SAMURAI: Adapting Segment Anything Model for Zero-Shot Visual Tracking with Motion-Aware Memory

Cheng-Yen Yang, Hsiang-Wei Huang, Wenhao Chai, Zhongyu Jiang, Jenq-Neng Hwang

Information Processing Lab, University of Washington

This repository is the official implementation of SAMURAI: Adapting Segment Anything Model for Zero-Shot Visual Tracking with Motion-Aware Memory

samurai_demo.mp4

All rights are reserved to the copyright owners (TM & © Universal (2019)). This clip is not intended for commercial use and is solely for academic demonstration in a research paper.
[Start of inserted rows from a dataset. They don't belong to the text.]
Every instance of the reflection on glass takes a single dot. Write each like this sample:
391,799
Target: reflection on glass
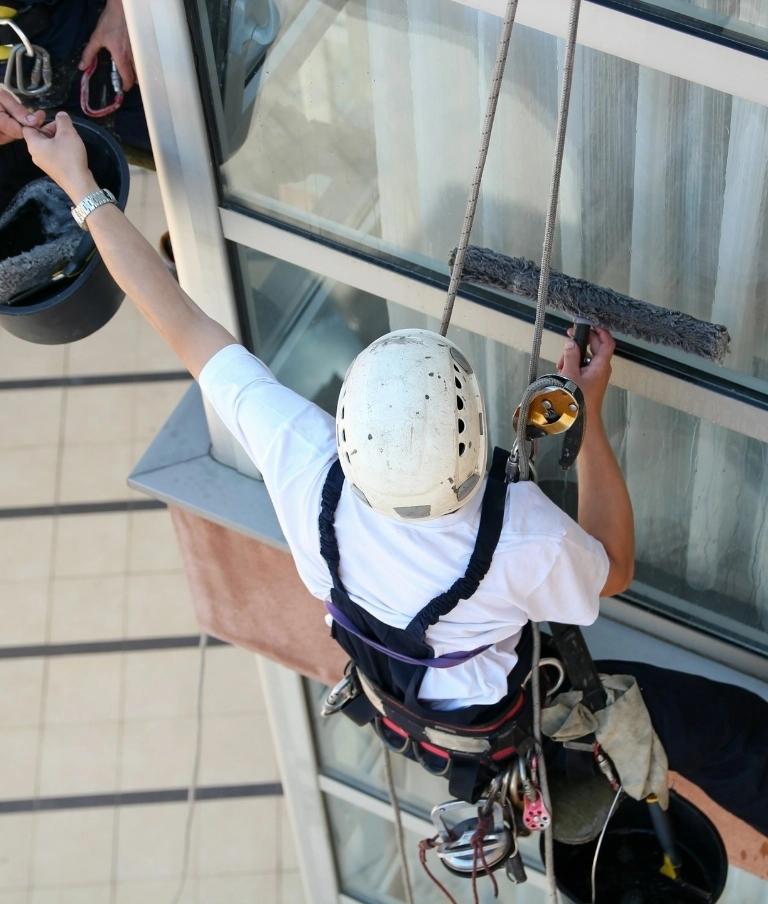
700,492
356,135
369,866
746,19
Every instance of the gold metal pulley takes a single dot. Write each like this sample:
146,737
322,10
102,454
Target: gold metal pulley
554,409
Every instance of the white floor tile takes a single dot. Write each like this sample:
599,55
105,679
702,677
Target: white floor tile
27,475
237,836
87,608
73,847
99,414
23,611
25,548
153,543
25,360
291,888
95,472
259,888
156,891
232,683
22,683
79,759
18,761
91,544
237,749
83,688
72,894
16,847
157,753
160,683
150,842
159,604
30,417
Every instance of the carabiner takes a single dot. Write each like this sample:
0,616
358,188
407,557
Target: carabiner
85,91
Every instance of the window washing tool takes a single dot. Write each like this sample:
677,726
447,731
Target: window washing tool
590,304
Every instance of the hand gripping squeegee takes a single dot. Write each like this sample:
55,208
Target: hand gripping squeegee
586,302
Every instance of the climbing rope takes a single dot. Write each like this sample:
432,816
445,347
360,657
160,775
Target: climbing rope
399,833
523,462
192,790
482,154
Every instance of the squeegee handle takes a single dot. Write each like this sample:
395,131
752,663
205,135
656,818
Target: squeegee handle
581,330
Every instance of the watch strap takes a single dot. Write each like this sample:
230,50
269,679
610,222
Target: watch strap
90,203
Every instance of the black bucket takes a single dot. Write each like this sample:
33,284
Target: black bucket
65,312
630,859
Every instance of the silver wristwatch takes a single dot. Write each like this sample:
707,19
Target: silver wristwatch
90,203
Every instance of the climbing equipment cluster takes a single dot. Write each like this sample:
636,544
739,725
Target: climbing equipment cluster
29,72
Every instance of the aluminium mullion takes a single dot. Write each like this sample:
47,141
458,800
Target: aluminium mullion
500,325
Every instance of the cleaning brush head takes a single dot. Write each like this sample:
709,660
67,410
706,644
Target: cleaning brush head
612,310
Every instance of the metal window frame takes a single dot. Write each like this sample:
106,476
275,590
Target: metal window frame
199,228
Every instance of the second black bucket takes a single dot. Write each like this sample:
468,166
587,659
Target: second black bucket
630,859
67,311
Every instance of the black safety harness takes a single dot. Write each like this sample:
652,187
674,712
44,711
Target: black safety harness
388,664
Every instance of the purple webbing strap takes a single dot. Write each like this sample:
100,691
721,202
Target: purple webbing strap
446,661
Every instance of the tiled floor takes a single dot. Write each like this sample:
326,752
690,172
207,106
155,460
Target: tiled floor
99,723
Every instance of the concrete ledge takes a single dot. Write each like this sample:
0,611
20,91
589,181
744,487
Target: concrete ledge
178,469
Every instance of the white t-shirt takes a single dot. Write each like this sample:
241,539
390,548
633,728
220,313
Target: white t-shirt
545,566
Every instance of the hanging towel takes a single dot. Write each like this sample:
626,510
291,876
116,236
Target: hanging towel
624,731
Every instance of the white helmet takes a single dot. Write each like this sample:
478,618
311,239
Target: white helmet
410,426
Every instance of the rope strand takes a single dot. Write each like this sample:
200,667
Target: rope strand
485,140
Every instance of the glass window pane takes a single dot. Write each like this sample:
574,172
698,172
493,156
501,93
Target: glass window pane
353,135
744,20
700,492
369,866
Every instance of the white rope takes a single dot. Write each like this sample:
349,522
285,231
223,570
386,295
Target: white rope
399,833
549,846
192,791
482,154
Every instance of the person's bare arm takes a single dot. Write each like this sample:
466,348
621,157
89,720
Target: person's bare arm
111,32
605,510
14,115
131,260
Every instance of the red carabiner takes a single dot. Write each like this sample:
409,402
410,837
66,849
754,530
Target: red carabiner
85,90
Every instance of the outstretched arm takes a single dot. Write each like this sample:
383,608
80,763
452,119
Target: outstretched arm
605,510
131,260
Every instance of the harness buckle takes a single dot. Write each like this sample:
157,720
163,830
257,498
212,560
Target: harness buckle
85,91
341,695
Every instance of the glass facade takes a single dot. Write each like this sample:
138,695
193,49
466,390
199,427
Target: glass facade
356,124
356,139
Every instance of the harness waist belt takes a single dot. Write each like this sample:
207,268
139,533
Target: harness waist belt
446,661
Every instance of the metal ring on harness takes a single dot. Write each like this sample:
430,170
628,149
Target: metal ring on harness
418,753
22,37
378,727
557,665
41,77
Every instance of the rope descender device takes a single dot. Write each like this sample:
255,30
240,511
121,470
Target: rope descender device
106,106
40,78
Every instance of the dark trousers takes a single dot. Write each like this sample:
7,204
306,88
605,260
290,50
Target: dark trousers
715,735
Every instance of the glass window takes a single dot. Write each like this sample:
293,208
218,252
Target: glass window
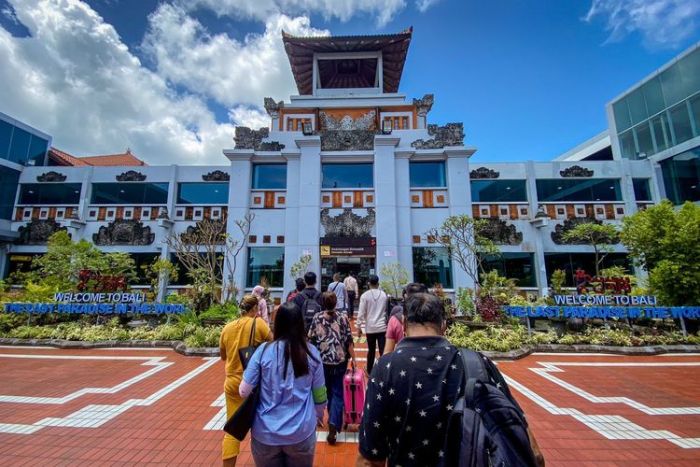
129,193
497,191
8,189
265,262
518,266
347,175
432,266
681,123
202,193
642,192
427,174
682,176
270,177
49,193
596,189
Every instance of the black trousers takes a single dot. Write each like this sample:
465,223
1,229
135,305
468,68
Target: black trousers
372,340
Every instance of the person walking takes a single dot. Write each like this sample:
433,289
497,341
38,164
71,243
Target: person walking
237,335
341,293
371,319
351,286
330,333
259,291
289,373
394,328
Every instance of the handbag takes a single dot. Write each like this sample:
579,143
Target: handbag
246,353
241,421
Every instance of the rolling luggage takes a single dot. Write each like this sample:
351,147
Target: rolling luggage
354,387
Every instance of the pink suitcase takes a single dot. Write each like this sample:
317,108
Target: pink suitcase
354,387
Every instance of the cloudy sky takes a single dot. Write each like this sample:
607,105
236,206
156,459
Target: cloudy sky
170,79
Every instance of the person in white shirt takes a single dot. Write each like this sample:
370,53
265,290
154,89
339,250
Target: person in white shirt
351,287
338,288
371,319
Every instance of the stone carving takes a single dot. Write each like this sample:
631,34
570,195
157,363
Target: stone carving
347,140
123,232
51,177
38,231
569,224
347,224
131,176
576,171
272,107
367,121
451,134
424,104
483,172
216,176
246,138
500,232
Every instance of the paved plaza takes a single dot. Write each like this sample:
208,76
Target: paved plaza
154,406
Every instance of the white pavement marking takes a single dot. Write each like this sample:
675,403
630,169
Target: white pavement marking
93,416
155,362
609,426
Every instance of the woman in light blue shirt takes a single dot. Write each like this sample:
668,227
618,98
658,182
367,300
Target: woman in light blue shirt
292,394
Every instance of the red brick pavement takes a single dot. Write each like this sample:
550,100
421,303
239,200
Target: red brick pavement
160,419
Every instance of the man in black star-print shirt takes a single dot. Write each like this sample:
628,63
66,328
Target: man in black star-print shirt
411,392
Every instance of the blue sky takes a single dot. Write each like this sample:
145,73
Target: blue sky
529,79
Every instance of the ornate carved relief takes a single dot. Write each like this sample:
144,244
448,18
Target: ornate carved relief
347,224
347,140
131,176
51,177
500,232
123,232
483,172
451,134
576,171
216,176
246,138
38,231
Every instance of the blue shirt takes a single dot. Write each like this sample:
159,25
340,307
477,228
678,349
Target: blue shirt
286,413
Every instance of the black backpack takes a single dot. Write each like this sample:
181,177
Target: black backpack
487,426
310,307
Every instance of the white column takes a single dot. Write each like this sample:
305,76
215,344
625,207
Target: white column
386,222
291,219
309,219
460,201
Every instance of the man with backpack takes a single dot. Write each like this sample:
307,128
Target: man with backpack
309,299
417,413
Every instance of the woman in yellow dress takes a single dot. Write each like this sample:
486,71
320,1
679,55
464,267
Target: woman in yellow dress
237,335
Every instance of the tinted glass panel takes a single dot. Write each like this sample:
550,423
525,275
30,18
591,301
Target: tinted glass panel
270,177
347,175
642,192
498,191
682,177
265,262
427,174
432,266
518,266
49,193
553,190
202,193
8,190
129,193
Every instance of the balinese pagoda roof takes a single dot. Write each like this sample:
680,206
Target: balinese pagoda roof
394,48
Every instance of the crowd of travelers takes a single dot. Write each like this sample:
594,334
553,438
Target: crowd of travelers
424,402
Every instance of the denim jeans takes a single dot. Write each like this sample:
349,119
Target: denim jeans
334,375
294,455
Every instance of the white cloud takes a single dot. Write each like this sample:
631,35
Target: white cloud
383,10
662,23
230,71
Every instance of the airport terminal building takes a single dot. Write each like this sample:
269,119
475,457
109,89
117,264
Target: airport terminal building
351,172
Original source can be found here.

News

Incoming: Support vot-challenge toolkit intergration.
Incoming: Release demo script to support inference on video (with mask prompt).
2026/03/12: Release production-ready REST API with FastAPI, streaming NDJSON propagation, web demo, and Docker support.
2025/02/18: Release multi-GPU inference script.
2025/01/27: Release inference script on VOS task (SA-V)!
2024/11/21: Release demo script to support inference on video (bounding box prompt).
2024/11/20 Release inference script on VOT task (LaSOT, LaSOT-ext, GOT-10k, UAV123, TrackingNet, OTB100)!
2024/11/19: Release paper, code, and raw results!

Getting Started

SAMURAI Installation

SAM 2 needs to be installed first before use. The code requires python>=3.10, as well as torch>=2.3.1 and torchvision>=0.18.1. Please follow the instructions here to install both PyTorch and TorchVision dependencies. You can install the SAMURAI version of SAM 2 on a GPU machine using:

cd sam2
pip install -e .
pip install -e ".[notebooks]"

Please see INSTALL.md from the original SAM 2 repository for FAQs on potential issues and solutions.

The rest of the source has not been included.